Hong Kong retailers will be looking to the territory’s Consumption Voucher Scheme to help restore sales as the city’s borders remain closed to Mainland Chinese and other visitors due to the pandemic.
Under the voucher scheme, about 5.5 million eligible Hong Kong residents are being issued with electronic vouchers to spend in retail stores in a bid to kick-start the retail sector. The first vouchers, valued at HKD2000 (US$257), were issued at the weekend via the Octopus platform while consumers registered with Alipay, Tap-and-Go or WeChat will have the funds transferred directly into their accounts. A further HKD2000 will be issued from October 1 and the final HKD1000 several weeks later.
Data from the Census and Statistics Department (C&SD) released today shows the value of Hong Kong retail sales in June were ahead of the same month last year by just 58 per cent.
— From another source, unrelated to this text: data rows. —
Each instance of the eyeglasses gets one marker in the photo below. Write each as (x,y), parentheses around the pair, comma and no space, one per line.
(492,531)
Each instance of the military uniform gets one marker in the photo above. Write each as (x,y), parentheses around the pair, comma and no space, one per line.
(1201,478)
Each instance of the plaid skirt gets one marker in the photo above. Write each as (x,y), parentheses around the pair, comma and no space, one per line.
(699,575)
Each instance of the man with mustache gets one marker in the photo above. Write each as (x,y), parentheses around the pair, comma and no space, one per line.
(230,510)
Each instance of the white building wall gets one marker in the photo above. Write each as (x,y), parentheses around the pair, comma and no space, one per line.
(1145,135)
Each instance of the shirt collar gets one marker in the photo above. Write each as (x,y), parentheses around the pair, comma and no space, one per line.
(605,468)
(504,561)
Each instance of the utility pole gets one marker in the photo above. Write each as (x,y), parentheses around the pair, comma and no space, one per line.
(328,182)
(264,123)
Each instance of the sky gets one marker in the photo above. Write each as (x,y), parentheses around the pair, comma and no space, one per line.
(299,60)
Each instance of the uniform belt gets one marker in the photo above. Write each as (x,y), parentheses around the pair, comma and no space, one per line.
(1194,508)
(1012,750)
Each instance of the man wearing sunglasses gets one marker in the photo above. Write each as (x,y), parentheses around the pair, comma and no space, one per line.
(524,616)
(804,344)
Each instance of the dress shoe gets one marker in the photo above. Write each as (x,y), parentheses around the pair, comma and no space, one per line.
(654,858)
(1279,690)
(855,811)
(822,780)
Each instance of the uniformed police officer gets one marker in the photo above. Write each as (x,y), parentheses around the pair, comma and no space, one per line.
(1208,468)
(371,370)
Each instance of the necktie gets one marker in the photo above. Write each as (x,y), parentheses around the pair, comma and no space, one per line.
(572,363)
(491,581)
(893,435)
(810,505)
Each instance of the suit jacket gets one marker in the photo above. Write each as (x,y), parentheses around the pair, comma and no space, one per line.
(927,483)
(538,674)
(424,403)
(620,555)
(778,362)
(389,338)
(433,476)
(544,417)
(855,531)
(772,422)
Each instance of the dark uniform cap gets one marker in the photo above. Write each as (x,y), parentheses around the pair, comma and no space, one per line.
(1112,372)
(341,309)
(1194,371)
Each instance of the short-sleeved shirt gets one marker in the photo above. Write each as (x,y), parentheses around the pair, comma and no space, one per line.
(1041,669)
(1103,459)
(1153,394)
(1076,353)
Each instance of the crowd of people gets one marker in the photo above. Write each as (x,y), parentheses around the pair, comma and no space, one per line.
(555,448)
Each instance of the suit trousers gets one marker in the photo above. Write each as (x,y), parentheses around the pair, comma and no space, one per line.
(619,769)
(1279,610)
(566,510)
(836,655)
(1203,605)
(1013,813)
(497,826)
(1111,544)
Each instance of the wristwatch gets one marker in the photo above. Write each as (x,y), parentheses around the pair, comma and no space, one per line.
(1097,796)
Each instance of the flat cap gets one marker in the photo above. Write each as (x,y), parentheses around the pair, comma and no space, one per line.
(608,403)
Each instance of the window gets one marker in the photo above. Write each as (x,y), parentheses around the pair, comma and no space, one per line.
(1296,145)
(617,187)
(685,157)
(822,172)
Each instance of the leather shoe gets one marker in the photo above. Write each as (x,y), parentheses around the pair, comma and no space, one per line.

That follows a revised estimate of May’s sales, up by 10.4 per cent.
For the first half of the calendar year, Hong Kong retail sales were up by 8.4 per cent year on year.
A government spokesman said June’s figures showed sales continued to increase as consumption demand revived further, alongside a stabilisation of the pandemic locally, and improved labour market situations.
“Yet with incoming visitors remaining scant, retail sales stayed far below the pre-recession level.”
The spokesman said the Consumption Voucher Scheme would help stimulate local consumer sentiment in August and provide support to the retail sector.
“To create conditions for further improvement in retail business and a broader-based economic recovery, it is essential for the community to keep the epidemic under control and strive towards more widespread vaccination.”
The data showed online sales from local vendors accounted for 8.1 per cent of retail spending in June, up by 63.8 per cent year on year. For the first six months of this year, online shopping accounted for an estimated 54.9 per cent of sales.
Retail categories performing the best in June, across all channels, included jewellery and watches, up by 31.8 per cent, apparel up by 18.8 per cent, and electronics and electrical goods by 10.6 per cent.
In contrast, supermarket sales were down by 7 per cent – perhaps reflecting the reopening of dine-in venues and less stockpiling of products by consumers as the impact of Covid-19 waned – and sales through department stores fell by 20.3 per cent.